Pour obéir à la réglementation, les banques de détail doivent engager des investissements contraignants liés à la « connaissance du client ». Mais ces dépenses sont aussi un service rendu à la collectivité.
Par Simon Eid, Partner et Aurobrata Hui, Manager, tous deux chez CAPCO, cabinet de conseil en gestion des affaires
En cette période de grande incertitude pour les banques de détail, le coût des activités lié au KyC (« Know your Costumer ») peut paraître une contrainte supplémentaire demandé aux établissements bancaires qui doivent faire face à une crise économique d’une ampleur inédite. Rappelons que cette « connaissance du client » passe par la vérification de l’identité du client et l’évaluation des risques potentiels liés à l’établissement d’une relation commerciale avec celui-ci. Le KyC s’avère ainsi un investissement humain et financier non négligeable alors que la réglementation, au sein de l’UE, s’est considérablement renforcée au cours des dernières années.
Certes, le KyC ne pose pas de problème pour l’immense majorité des clients répertoriés à faible risque, soit près de 98% de la clientèle de la banque de détail. D’autant que la mise à jour de l’adresse d’un client, de son revenu et des éléments principaux de son patrimoine sont facilités par le « selfcare ».
En effet, le développement des canaux digitaux laisse au client une plus grande autonomie pour renseigner ses informations personnelles. Pour l’établissement financier, il s’agit de réduire au maximum le coût lié à la collecte de ses informations en facilitant autant que possible la relation avec lui, sans l’importuner inutilement. Mis à jour lors de moment clés de la vie d’un client - crédit, investissements financiers - le KyC est ainsi de nature à permettre d’améliorer les services rendus aux clients via l’ajustement des propositions qui pourront lui être faites.

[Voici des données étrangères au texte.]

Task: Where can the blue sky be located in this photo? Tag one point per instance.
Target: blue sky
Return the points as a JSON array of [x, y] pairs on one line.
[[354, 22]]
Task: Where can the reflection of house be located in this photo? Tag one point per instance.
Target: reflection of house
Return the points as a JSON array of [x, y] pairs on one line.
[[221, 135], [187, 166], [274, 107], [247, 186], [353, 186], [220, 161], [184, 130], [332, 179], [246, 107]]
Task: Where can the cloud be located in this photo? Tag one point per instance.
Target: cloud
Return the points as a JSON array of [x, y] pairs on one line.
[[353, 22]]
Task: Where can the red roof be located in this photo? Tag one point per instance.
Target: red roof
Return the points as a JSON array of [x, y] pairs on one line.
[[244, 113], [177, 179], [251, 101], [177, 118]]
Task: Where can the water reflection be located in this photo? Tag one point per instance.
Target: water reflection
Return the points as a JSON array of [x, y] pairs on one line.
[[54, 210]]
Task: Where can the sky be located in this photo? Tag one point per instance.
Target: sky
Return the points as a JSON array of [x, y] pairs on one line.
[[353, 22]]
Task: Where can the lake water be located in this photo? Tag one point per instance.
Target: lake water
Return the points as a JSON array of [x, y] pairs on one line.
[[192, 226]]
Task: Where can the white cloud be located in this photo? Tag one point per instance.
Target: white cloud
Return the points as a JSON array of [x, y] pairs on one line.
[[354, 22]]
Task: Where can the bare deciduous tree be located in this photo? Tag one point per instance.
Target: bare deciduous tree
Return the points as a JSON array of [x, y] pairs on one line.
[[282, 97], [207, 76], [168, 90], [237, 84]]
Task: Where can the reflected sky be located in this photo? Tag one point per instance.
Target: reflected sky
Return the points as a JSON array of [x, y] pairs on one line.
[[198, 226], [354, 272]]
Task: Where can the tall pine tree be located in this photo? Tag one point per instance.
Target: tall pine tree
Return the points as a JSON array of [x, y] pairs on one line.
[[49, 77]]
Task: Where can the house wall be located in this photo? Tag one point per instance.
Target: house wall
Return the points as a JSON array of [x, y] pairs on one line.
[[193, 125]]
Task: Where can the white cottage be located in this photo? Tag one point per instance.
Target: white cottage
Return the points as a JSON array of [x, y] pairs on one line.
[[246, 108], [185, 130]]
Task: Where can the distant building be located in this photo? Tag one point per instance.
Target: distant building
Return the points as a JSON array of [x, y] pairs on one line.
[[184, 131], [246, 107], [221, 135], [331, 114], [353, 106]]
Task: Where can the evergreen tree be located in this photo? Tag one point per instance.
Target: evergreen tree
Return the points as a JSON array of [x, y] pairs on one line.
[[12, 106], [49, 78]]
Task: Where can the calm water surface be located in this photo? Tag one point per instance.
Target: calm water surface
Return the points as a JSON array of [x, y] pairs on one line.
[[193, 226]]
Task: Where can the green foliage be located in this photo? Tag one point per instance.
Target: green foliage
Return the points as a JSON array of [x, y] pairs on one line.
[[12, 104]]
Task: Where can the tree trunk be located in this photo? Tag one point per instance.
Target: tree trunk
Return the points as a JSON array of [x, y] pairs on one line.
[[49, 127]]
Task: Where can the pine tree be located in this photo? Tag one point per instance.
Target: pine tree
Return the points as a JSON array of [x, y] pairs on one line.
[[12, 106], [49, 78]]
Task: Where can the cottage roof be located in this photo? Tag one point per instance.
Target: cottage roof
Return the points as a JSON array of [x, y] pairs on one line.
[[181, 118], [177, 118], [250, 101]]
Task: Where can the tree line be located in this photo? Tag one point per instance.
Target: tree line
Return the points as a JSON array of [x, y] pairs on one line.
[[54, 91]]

Un devoir d’extrême vigilance à la charge des établissements financiers
Pour un certain nombre de clients considérés « à risque » (personne politiquement exposée, ressortissant d’un pays sous sanction etc.), le sujet du KyC devient en revanche un enjeu crucial pour les banques de détail. La complexité des circuits de l’argent sale (blanchiment, corruption, financement du terrorisme etc.) oblige en effet les établissements financiers à redoubler de vigilance pour « tracer » l’origine de fonds douteux, sous peine de s’exposer à de très graves conséquences en cas de défaillance. Or, la banque joue un rôle privilégié dans la lutte anti-blanchiment en tant qu’opérateur principal des paiements. L’acteur qui voit passer tous les flux est le plus à même d’identifier des activités criminelles.
Rappelons les risques de fortes amendes et d’effondrement de la réputation des banques auprès du public en cas de défaillance majeure. Dans un contexte où les réseaux sociaux s’emballent fréquemment et la pratique du « Name & Shame » se développe, parfois encouragée par les décideurs politiques, le KyC devient une ardente obligation pour les établissements financiers.
Le KyC n’est donc pas une démarche administrative anodine, ni une contrainte supplémentaire demandée à des clients qui peuvent parfois avoir l’impression que leur banque cherche à leur soutirer des informations personnelles et à profiter de ces relances pour faire de la prospection commerciale. Bien au contraire, il s’agit davantage d’une formalité, finalement peu chronophage, mais dont l’utilité pour la collectivité est réelle.
Avec le KyC, l’établissement bancaire et le client de la banque de détail contribuent à une transparence indispensable dans l’intérêt de tous.